It is hoped more than 20,000 festival-goers will be able to gather in St Andrew Square for a curtain-raiser, titled Bloom, celebrating the event’s 1947 origins.
The ambitions of the event’s founders, to “provide a platform for the flowering of the human spirit” in the wake of the Second World War, will be honoured with a free late-night birthday party on 4 August.
But the “epic public art event” – which will feature sound and light installations, large-scale illuminations and 3D projections – has been lined up for the site after owners of properties around the square demanded an end to Fringe shows being staged in its garden.
The decision not to allow Fringe events in the grassy square, which was first opened to the public in 2008, almost 240 years after it was built during the creation of Edinburgh’s Georgian New Town, was understood to be down to its importance as a pedestrian route, its role as a place for quiet relaxation all year round and the potential damage that could be caused during the three-week festival.
The decision, endorsed by the city council, which leases the square from its owners, forced Australian impresario David Bates to ditch plans to come to this year’s Fringe and also affected the Edinburgh Jazz and Blues Festival’s plans to use the arena.

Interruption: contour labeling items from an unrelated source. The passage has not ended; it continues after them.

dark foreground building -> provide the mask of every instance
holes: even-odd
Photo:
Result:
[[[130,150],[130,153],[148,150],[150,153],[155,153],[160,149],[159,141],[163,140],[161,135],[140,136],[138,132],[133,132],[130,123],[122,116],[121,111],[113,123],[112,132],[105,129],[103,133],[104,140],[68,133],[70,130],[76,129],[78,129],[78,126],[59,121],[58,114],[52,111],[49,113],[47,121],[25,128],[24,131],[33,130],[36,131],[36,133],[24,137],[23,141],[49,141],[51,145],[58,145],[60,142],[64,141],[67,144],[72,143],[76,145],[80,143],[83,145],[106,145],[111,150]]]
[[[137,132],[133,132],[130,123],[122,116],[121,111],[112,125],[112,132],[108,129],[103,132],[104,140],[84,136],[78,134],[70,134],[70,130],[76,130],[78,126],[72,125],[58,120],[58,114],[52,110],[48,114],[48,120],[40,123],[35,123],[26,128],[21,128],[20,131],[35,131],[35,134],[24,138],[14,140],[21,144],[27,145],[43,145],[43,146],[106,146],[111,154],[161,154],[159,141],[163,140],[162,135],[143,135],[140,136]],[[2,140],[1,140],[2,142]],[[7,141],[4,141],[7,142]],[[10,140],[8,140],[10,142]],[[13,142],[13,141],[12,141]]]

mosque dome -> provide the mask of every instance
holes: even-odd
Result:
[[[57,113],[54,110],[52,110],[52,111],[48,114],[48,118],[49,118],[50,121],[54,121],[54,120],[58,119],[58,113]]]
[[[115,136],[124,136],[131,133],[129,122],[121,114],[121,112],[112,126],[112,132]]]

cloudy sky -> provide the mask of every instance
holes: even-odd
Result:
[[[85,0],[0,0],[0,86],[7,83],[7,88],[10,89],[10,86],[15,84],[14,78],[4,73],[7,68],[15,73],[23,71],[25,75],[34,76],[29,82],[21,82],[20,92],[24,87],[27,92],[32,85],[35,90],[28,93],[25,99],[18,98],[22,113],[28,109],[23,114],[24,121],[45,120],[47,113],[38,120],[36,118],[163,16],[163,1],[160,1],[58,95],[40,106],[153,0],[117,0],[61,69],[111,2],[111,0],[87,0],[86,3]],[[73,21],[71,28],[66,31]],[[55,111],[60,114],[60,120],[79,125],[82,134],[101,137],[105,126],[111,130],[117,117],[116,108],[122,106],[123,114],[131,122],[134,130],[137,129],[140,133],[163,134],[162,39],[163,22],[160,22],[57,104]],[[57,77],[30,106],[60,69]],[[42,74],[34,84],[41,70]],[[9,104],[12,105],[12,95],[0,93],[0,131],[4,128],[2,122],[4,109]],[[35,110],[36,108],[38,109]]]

The owners of the square include Standard Life, the finance company which will be sponsoring the opening EIF event. It is understood the EIF’s plans would not affect the condition of the grass in the garden, which has also been used for Christmas events in recent years.
The festival is joining forces with 59 Productions for the third year in a row to create the show, following previous events which have transformed the facade of the Usher Hall and Edinburgh Castle rock. The company’s track record includes the V&A’s David Bowie exhibition, the stage production of War Horse and the opening ceremony of the London Olympics.
Although full details of Bloom have yet to be confirmed, festival organisers say it will “celebrate the joyful transformation of the city over the past 70 years, from the darkness and division of the post-war years to today’s explosions of colour and spectacle”.
Talks with the city council and the other authorities over the event arena are still ongoing ahead of the official launch of Bloom at the end of June.
EIF director Fergus Linehan said: “The event will be in the New Town. We have a preferred site and a fall-back site. We’re still working through the various permissions we need for the event and we’re hoping to be able to do that in the next month or so.
“We wanted to do it in the New Town as I think we all have a responsibility towards making sure that it is a vibrant part of the Edinburgh Festival.
“It feels that there are some magnificent parts of the city which we have to find a way to ensure they are as engaged in the festival as possible.”
A spokesman for the city council said: “The council and the city have championed the event since its inception in 1947.
“We look forward to supporting the Edinburgh International Festival’s plans.”
When the Fringe ban was confirmed earlier this year, business group Essential Edinburgh, which is responsible for maintaining the square on behalf of the council, said the move had been agreed to ensure the garden was a “superb green space in the heart of the city to be enjoyed by local people, visitors and those who work in the city centre all year round”.